Le explicó el mensaje secreto y las instrucciones, y Bonnefoy pronto comenzó a indicar direcciones. El viaje tomó tres largos meses en los que su amistad aumentó con creces; no sin amenazas y discusiones, desacuerdos y punzantes observaciones. Dividir las riquezas habían acordado, aunque al capitán eso no era de su agrado. Francis se explayó en contar su añorado sueño: De su propia juguetería en tierra ser dueño. Él mismo crearía cada pieza, recreando las imágenes marinas que intactas permanecían en su cabeza. Cobrarían vida nuevamente sus aventuras, incluyendo todas las extrañas criaturas. Compartieron sus miedos, alegrías y memorias del pasado, descubrieron cuánto podían conocer del compañero que estaba a su lado.

Al fin la desierta isla vislumbraron, con el monte en ella imponente. El capitán Kirkland se encontró sacudido por una fuerza potente, le invadía de pies a cabeza y le hizo arder las manos. Cuando tomó su espada no sintió reparos.

La blandió en el aire y luego en el cuello de Francis. Al ver en el aire su cabeza fue como en el desierto un oasis. Pero eso era simplemente: Una ilusión de felicidad, pues un segundo después le invadió la soledad. Sus manos manchadas de sangre, él era el culpable, él y su insaciable hambre.
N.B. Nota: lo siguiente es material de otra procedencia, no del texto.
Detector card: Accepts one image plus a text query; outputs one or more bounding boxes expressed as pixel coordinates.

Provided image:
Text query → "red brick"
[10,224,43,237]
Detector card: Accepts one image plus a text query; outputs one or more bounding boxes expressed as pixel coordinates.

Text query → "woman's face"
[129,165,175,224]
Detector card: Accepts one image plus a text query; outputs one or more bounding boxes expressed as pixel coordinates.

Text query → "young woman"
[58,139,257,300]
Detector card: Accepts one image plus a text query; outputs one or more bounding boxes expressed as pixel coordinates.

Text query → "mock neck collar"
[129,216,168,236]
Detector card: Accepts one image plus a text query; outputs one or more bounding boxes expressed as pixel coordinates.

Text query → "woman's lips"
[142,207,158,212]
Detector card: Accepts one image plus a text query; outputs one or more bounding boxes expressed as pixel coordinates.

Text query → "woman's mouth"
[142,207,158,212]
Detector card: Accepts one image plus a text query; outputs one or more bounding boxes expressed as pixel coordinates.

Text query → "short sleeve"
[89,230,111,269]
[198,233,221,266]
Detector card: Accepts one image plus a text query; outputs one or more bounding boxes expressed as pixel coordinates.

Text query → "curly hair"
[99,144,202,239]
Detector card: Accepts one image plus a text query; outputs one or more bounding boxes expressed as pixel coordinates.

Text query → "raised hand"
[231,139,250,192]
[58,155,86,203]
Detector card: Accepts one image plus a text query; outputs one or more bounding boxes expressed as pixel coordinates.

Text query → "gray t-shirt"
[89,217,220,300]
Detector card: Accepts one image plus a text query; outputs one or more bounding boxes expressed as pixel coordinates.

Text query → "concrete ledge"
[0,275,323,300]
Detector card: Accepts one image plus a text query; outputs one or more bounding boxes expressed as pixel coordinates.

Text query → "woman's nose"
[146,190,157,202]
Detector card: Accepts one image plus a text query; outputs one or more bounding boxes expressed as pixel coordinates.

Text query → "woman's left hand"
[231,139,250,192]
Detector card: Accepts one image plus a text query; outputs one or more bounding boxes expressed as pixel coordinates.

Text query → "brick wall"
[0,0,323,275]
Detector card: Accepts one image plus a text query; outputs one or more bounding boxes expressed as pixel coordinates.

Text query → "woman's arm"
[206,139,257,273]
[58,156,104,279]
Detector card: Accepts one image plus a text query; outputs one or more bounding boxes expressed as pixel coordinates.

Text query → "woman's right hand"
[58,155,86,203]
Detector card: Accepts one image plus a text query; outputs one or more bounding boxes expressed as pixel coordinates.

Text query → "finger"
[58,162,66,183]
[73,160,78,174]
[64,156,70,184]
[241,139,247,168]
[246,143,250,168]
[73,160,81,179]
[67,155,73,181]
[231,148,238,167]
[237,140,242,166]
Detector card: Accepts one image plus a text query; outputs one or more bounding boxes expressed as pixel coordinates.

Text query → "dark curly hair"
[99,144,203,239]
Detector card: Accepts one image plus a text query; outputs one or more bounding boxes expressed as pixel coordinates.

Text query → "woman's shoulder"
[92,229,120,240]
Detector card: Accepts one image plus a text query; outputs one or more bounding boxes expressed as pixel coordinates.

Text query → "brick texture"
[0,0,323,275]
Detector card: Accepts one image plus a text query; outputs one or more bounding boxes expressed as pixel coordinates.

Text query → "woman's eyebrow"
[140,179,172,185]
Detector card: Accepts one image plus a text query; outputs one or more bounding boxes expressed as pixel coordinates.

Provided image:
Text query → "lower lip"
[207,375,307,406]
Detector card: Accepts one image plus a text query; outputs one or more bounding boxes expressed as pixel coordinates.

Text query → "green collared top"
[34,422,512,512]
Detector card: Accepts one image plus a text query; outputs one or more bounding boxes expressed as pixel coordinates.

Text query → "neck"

Para él y nadie más quería la fortuna, tanto que le costó su propia cordura; tanto que le costó la vida de su único acompañante, tras realizar acción tan turbante.

Una última esperanza le reconfortó, todo pensamiento en su mente se cortó: Su tesoro olvidaría, a Bonnefoy la vida le devolvería. Se dirigió a la isla con pavor, al llegar a la cueva gritaba su deseo con clamor. Presuroso abrió el cofre y halló una estatua pequeña pero pesada, se trataba de una majestuosa ave tallada. Sus ojos se abrieron y su cuerpo cobró calidez, voló hasta una roca con sus alas de extrema palidez.

— Que mi amigo vuelva a la vida es lo que mi corazón más desea.

El ave negó:

— Me temo que eso no es posible que sea.

El capitán imploró:

— ¿Pero por qué?, ¿cuál es la razón?

—Lo cierto, Arthur Kirkland, es que no tienes corazón.